Not far from the pyramids stands the great Sphinx, an enormous statue of the composite animal of which the Egyptians were so fond. It is in this case half man and half beast. It is cut out in solid stone, with the exception of the forelegs, and it has no pedestal, but a paved dromos or platform in front, on which the legs repose. They extend fifty feet, and processions took place between the legs to the breast, where a temple has been discovered, composed of three tablets. On one of these is a representation of Thothmes IV offering incense and a libation of oil to the Sphinx. Some contend that it was this Thothmes who oppressed the Israelites, and go so far as to affirm that the Sphinx is a portrait of the king in whose reign the departure from Egypt took place.
The whole of it was formerly painted, and the face yet retains some of the red ochre. It is hewn out of a mass of limestone rock, and it is not impossible that the original form of the rock suggested the idea of converting it into an enormous colossal statue. Inscriptions have been discovered on the paws, one of which, in Greek, has appended to it the name of Arrian, the elegant historian and philosopher of the second century. Arab characters are seen scratched on the right cheek. Formerly there was a cap of ram's horn and feathers on the top of the head, but this has been for a long time removed, and only the cavity remains.
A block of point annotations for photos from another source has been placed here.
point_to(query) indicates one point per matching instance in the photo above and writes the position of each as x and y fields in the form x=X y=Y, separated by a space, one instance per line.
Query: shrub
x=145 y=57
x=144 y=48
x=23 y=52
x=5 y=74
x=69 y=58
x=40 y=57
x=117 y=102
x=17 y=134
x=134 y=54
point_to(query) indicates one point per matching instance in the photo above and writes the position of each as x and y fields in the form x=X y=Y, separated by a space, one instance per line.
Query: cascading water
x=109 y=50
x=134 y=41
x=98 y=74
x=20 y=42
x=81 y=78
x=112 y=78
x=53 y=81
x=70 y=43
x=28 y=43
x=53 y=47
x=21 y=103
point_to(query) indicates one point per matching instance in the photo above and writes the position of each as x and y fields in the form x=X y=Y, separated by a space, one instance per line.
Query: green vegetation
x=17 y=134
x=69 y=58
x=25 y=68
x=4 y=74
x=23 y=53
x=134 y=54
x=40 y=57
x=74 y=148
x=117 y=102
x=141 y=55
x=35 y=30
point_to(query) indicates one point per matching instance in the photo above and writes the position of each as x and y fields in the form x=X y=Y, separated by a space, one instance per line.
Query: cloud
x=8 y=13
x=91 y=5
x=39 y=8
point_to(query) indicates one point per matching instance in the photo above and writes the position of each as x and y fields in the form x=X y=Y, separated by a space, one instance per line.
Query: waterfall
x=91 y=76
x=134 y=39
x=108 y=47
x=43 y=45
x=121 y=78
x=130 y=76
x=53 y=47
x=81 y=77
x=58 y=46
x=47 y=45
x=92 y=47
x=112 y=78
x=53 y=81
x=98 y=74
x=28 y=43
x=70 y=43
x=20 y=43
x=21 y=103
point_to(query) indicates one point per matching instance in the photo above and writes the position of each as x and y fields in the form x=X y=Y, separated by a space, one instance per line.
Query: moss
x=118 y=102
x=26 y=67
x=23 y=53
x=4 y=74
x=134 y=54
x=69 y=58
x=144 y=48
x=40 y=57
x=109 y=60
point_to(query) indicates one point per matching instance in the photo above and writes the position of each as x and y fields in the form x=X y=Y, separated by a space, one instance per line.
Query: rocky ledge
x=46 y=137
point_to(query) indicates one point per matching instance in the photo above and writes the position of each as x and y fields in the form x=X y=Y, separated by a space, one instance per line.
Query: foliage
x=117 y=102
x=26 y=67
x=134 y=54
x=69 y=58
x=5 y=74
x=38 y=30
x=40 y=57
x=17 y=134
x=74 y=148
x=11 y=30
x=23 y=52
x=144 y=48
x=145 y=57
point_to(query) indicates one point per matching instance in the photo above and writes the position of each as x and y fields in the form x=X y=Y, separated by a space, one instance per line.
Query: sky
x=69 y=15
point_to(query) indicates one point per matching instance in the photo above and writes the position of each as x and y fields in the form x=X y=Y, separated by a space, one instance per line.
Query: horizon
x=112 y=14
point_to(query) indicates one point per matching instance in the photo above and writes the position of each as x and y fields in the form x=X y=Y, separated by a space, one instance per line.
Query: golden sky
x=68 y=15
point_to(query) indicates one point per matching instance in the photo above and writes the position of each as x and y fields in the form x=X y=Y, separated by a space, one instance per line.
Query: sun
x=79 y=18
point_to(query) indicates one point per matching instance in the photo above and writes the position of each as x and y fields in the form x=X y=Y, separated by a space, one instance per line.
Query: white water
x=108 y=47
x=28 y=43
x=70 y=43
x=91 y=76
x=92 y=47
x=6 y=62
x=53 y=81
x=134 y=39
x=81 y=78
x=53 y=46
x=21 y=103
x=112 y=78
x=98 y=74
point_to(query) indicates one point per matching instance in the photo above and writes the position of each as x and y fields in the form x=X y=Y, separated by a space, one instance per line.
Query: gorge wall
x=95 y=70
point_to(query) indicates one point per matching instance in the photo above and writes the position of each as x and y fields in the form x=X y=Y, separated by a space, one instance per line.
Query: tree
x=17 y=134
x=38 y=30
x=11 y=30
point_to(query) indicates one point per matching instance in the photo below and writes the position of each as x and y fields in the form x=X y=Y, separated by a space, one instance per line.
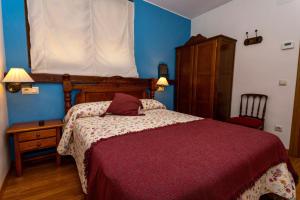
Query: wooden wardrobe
x=204 y=74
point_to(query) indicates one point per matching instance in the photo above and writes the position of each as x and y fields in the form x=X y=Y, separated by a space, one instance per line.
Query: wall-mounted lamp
x=161 y=84
x=14 y=78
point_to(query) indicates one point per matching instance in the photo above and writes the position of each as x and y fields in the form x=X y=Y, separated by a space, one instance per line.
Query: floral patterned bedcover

Pliny gives us the measure of the Sphinx's head ; round the forehead 102 feet, the whole length of the figure 143, and the height from the belly to the top of the head 62 feet. It was an enormous idol, the representation of a local deity, to whom sacrifices and worship were rendered by the kings and inhabitants of Egypt. Its nose is broken away, and the sand continually accumulates in the area beneath, so that its present appearance is clumsy, though many travellers speak of its calm and smiling aspect when contemplated for some time.”